The next command generates the custom resource definitions automatically by inspecting the *_types.go file:

make manifests

Author's note: The second command runs a utility to implement the runtime.Object interface, which all Kubernetes types should implement; it's done automatically for our type.

Let's switch gears and look at the <kind>_controller.go file, which contains our controller.

It's the developer's responsibility to implement the Reconcile method in this file. This method runs every time an event changes the corresponding resource defined in our API. The Reconcile method is passed a Request argument, which contains a Namespace and Name that uniquely identify the resource. IT admins use this information to look up the resource.

Notice the comments before the Reconcile() method. These define the required RBAC permissions to run this controller. Take a moment to read through the comments for the Reconcile() function. This function is core to the logic of this process and examines the custom resources created, as well as handle the logic of converging the desired state.

//+kubebuilder:rbac:groups=myplatform.dexterposh.github.io,resources=inhouseapps,verbs=get;list;watch;create;update;patch;delete
//+kubebuilder:rbac:groups=myplatform.dexterposh.github.io,resources=inhouseapps/status,verbs=get;update;patch
//+kubebuilder:rbac:groups=myplatform.dexterposh.github.io,resources=inhouseapps/finalizers,verbs=update

Add this logic to the controller to provision the underlying resources required to host our in-house application. Head over to the <kind>_controller.go file for your resource. In the file, there is an empty Reconcile() method definition.

func (r *InhouseAppReconciler) Reconcile(ctx context.Context, req ctrl.Request) (ctrl.Result, error) {
   _ = log.FromContext(ctx)
   // your logic here
   return ctrl.Result{}, nil
}

Begin to fill in the required code to create a deployment for our custom resource. Start by creating a logger, and then look up the InhouseApp custom resource using the NamespacedName. If we don't find an instance of our custom resource, we return an empty result and no errors, as the instance might be deleted -- so no need for further processing.

Returning an empty result with no error indicates to the controller that this object has converged to the desired state. Do not process it until something changes in the custom resource.

// your logic here
   logger := log.Log.WithValues("inhouseApp", req.NamespacedName)
 
   logger.Info("InhouseApp Reconcile method...")
 
   // fetch the inhouseApp CR instance
   inhouseApp := &myplatformv1alpha1.InhouseApp{}
   err := r.Get(ctx, req.NamespacedName, inhouseApp)
   if err != nil {
       if errors.IsNotFound(err) {
           // Request object not found, could have been deleted after reconcile request.
           // Owned objects are automatically garbage collected.

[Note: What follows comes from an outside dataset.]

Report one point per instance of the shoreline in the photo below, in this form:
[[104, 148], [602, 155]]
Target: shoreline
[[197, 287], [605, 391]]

For additional cleanup logic use finalizers.
           // Return and don't requeue
           logger.Info("InhouseApp resource not found. Ignoring since object must be deleted")
           return ctrl.Result{}, nil
       }
       logger.Error(err, "Failed to get InhouseApp instance")
       return ctrl.Result{}, err
   }

Now, if we have found an instance of our custom resource, InhouseApp, check if a deployment already exists for it. If the deployment object is not found, create one and requeue. We requeue so that the next time the Reconcile method is kicked for this instance, it finds the deployment and proceeds to the next section. If there is any other error, an empty result and an error return.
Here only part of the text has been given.